St. Louis Cardinals – No. 27
- Outfielder
- Born: July 12, 2000 (age 26) Newport Beach, California, U.S.
- Bats: LeftThrows: Left

MLB debut
- August 17, 2025, for the St. Louis Cardinals

MLB statistics (through 2026 season)
- Batting average: .239
- Home runs: 11
- Runs batted in: 58
- Stats at Baseball Reference

Teams
- St. Louis Cardinals (2025–present);

= Nathan Church =

American baseball player (born 2000)

Nathan Michael Church (born July 12, 2000) is an American professional baseball outfielder for the St. Louis Cardinals of Major League Baseball (MLB). He made his MLB debut in 2025.

==Amateur career==
Church attended El Toro High School in Lake Forest, California, where he was teammates with Paul Skenes. He played college baseball at the University of California, Irvine for the Anteaters. As a junior in 2022, he hit .309 with five home runs and 38 RBI over 53 games.

==Professional career==
Church was selected by the St. Louis Cardinals in the 11th round of the 2022 Major League Baseball draft and signed for $125,000. After signing with St. Louis, Church made his professional debut with the Palm Beach Cardinals, hitting .189 over 27 games. He was assigned to the Peoria Chiefs for the 2023 season and batted .279 with three home runs, 44 RBI, and 21 stolen bases over 119 games. He spent the 2024 season with the Springfield Cardinals, batting .268 with nine home runs, 66 RBI, and 24 stolen bases over 127 games. Following the season's end, he was assigned to play in the Arizona Fall League with the Glendale Desert Dogs.

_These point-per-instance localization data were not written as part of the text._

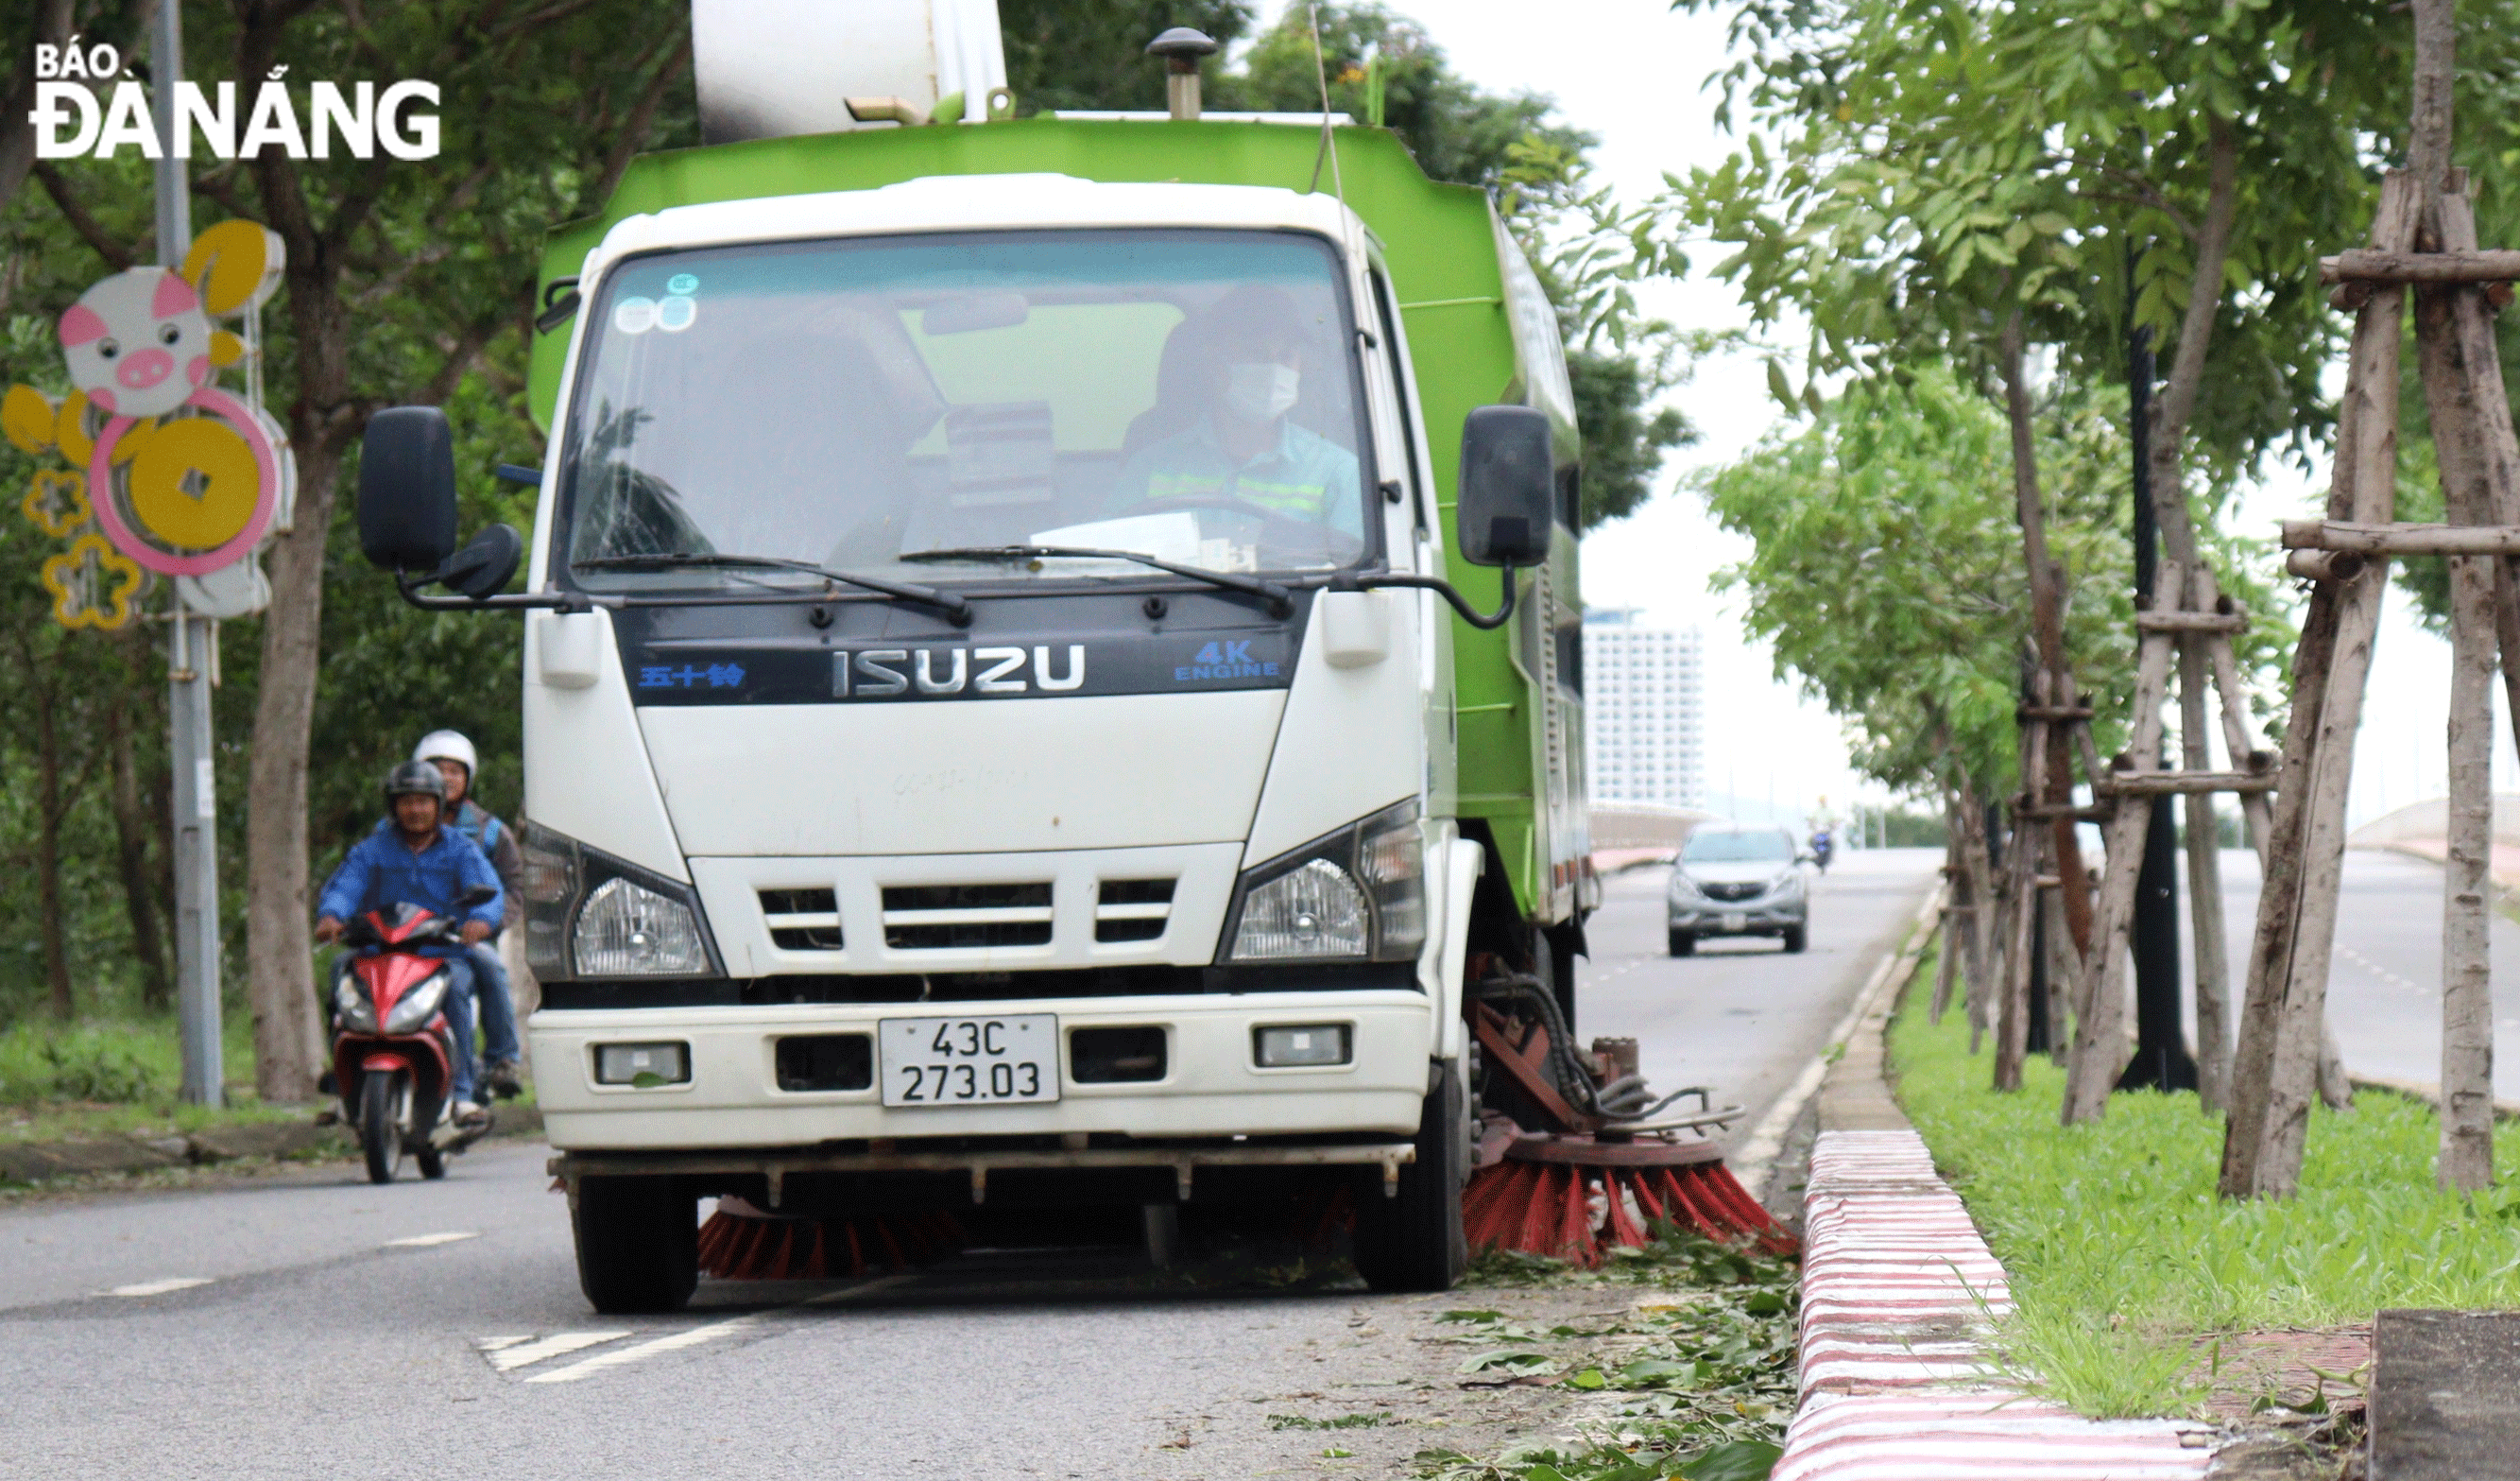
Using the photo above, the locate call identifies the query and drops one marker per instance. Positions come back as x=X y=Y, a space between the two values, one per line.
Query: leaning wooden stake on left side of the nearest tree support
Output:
x=2365 y=480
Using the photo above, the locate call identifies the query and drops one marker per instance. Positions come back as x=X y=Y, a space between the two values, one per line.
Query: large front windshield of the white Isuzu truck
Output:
x=848 y=404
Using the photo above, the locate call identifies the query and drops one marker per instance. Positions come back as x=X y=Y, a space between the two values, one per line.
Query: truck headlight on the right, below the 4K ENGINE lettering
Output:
x=1349 y=895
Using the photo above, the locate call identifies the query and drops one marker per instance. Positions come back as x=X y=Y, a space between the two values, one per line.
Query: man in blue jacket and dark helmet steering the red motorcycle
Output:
x=415 y=860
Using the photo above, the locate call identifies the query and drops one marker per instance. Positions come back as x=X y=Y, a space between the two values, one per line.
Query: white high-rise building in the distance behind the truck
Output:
x=1644 y=699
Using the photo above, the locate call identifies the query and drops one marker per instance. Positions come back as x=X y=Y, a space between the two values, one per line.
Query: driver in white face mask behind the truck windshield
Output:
x=1244 y=447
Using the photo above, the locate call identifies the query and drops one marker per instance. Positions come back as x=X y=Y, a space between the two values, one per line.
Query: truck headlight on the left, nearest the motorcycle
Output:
x=593 y=916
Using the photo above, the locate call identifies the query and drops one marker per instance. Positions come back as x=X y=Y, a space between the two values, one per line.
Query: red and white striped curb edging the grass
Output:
x=1896 y=1301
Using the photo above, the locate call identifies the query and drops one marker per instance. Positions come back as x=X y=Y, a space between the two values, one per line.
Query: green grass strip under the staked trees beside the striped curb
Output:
x=2123 y=1261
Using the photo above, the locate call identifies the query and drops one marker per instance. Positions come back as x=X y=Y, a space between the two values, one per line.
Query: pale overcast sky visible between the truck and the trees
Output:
x=1634 y=74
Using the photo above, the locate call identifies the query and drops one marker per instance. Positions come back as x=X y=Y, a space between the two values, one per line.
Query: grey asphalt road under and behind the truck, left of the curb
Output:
x=316 y=1326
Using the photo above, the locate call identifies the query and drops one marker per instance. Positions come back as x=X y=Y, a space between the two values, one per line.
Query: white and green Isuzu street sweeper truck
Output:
x=1050 y=681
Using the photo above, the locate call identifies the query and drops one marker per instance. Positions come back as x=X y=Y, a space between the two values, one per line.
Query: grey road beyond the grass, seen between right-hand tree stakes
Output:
x=2385 y=981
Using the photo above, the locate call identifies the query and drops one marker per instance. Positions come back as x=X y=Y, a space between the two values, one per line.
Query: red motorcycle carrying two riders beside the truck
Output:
x=392 y=1044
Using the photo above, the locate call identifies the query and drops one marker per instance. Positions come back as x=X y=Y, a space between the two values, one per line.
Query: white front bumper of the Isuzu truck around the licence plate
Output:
x=1211 y=1084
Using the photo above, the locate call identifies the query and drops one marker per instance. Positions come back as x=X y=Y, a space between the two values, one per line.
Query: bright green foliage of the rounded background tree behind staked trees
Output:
x=1889 y=570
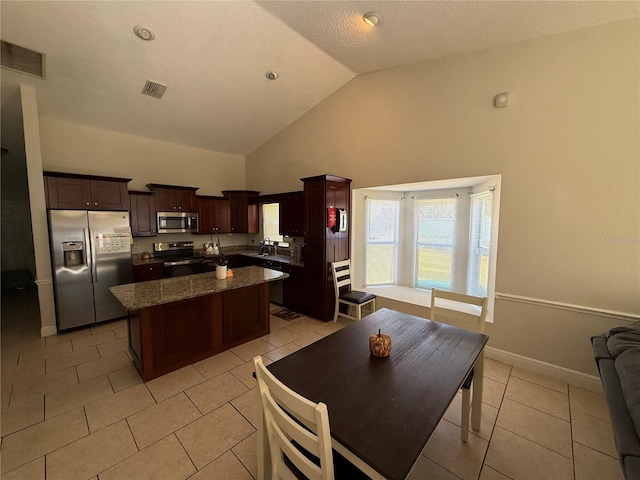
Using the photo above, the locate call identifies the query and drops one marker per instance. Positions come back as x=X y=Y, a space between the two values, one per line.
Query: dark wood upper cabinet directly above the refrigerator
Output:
x=68 y=191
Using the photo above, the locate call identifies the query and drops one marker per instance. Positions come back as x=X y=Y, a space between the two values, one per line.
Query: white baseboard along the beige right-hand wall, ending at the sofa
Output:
x=572 y=377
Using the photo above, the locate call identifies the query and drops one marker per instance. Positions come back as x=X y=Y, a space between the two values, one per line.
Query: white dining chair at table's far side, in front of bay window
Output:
x=472 y=311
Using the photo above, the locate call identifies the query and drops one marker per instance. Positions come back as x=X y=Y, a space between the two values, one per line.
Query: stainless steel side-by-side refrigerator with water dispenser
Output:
x=90 y=252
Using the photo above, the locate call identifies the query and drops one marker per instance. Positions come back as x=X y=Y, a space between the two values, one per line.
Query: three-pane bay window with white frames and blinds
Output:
x=420 y=236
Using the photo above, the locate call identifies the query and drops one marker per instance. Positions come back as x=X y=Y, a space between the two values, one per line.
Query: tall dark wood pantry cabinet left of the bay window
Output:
x=322 y=244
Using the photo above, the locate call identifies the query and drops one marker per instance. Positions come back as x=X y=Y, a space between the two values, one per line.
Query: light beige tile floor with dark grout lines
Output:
x=73 y=407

Church was assigned to Springfield to open the 2025 season and was promoted to the Triple-A Memphis Redbirds in early June. He was named the Texas League Player of the Month in May for his performance with Springfield. In 53 appearances for Memphis, Church batted .335/.400/.521 with seven home runs, 30 RBI, and nine stolen bases. On August 17, 2025, Church was selected to the 40-man roster and promoted to the major leagues for the first time. He made his MLB debut that night at Busch Stadium versus the New York Yankees, starting in center field and going hitless over four at-bats. He recorded both his first hit and first MLB home run on August 22 versus Adrian Houser of the Tampa Bay Rays at George M. Steinbrenner Field. Church played in 27 games for the Cardinals and hit .179 with one home run and eight RBI.

Church made the Cardinals' Opening Day roster in 2026. He started in left field for the Cardinals on Opening Day versus the Tampa Bay Rays. On May 22, Church was placed on the injured list with a left shoulder strain, and he was activated on June 9.